In two (2) criminal actions commenced in the Regional Trial Court of Pasig, Metro Manila,[1] docketed as Cases Numbered 1065-D and 1066-D, Tomas Moreno, Jr. was charged with the offenses, respectively, of illegal possession of marijuana in violation of Section 8, Article II of Republic Act No. 6425, and the unlawful sale delivery, dispensation, transport or distribution to another of methamphetamine hydrochloride (shabu) in violation of Section 15, Article III of the same act. Assisted by counsel de oficio, Moreno entered a plea of not guilty on arraignment. The two cases were thereafter tried jointly, it appearing that they arose from a single incident involving the same persons.

The State's proofs tended to establish that Moreno was apprehended through what has come to be known as a "buy-bust" operation in the act of actually selling and delivering shabu in a small plastic packet to a so-called "poseur-buyer," and a subsequent search of the house into which Moreno had run in an effort to elude arrest yielded a wooden box containing, among other things, what on later examination were found to be dried marijuana leaves.
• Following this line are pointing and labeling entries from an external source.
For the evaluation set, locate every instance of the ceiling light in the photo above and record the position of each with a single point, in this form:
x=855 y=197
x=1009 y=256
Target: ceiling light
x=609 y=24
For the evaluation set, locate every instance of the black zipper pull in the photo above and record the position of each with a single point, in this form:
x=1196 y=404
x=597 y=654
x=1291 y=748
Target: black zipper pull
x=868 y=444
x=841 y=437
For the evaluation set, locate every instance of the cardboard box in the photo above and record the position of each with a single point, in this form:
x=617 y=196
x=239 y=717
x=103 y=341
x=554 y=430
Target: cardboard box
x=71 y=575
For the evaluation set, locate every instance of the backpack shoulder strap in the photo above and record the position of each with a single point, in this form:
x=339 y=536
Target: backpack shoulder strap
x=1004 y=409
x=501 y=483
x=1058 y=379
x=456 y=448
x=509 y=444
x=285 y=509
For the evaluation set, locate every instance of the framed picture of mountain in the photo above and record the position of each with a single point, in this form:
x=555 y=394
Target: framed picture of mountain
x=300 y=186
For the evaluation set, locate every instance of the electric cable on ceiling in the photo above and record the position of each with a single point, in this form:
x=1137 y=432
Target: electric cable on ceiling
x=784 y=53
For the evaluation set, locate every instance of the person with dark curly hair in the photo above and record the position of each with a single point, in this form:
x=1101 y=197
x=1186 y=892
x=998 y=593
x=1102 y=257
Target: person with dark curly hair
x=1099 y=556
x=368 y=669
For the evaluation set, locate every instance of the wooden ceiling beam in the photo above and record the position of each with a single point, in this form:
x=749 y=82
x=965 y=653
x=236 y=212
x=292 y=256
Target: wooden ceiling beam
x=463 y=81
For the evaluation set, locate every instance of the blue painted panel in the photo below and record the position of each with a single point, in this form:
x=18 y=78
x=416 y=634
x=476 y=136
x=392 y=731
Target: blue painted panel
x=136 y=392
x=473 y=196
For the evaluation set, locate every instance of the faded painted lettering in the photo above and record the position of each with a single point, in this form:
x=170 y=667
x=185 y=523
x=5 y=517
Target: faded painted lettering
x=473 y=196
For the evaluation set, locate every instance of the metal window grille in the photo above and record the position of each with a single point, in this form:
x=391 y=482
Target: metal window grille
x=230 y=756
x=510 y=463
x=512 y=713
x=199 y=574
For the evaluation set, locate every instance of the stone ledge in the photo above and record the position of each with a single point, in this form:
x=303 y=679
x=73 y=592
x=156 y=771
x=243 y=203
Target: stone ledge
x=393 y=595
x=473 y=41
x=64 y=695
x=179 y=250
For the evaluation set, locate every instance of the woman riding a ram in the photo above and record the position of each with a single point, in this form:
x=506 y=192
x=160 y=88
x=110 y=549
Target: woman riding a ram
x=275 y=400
The "buy-bust" operation was planned by Pat. Joselito Galindo and Pat. Erlito B. Lamayo, members of the Special Operations Group, Criminal Intelligence Division of the Mandaluyong Police Station. They planned the operation on the basis of a confidential report given by an informant named Pedro Gabriel. The police officers and Gabriel went to the house of the suspected drug trafficker, Tomas Moreno, Jr. at San Jose Street, Isla del Como, Mandaluyong, on November 23, 1989. From a short distance, the police officers watched Gabriel approach Moreno and speak to him. They saw Moreno go inside his house, come out immediately afterwards, walk with Gabriel along a small alley towards the place where Galindo and Lamayo had positioned themselves, give Gabriel a small package and receive a bill from the latter. Gabriel thereupon gave a pre-arranged signal and the two police officers began to move in.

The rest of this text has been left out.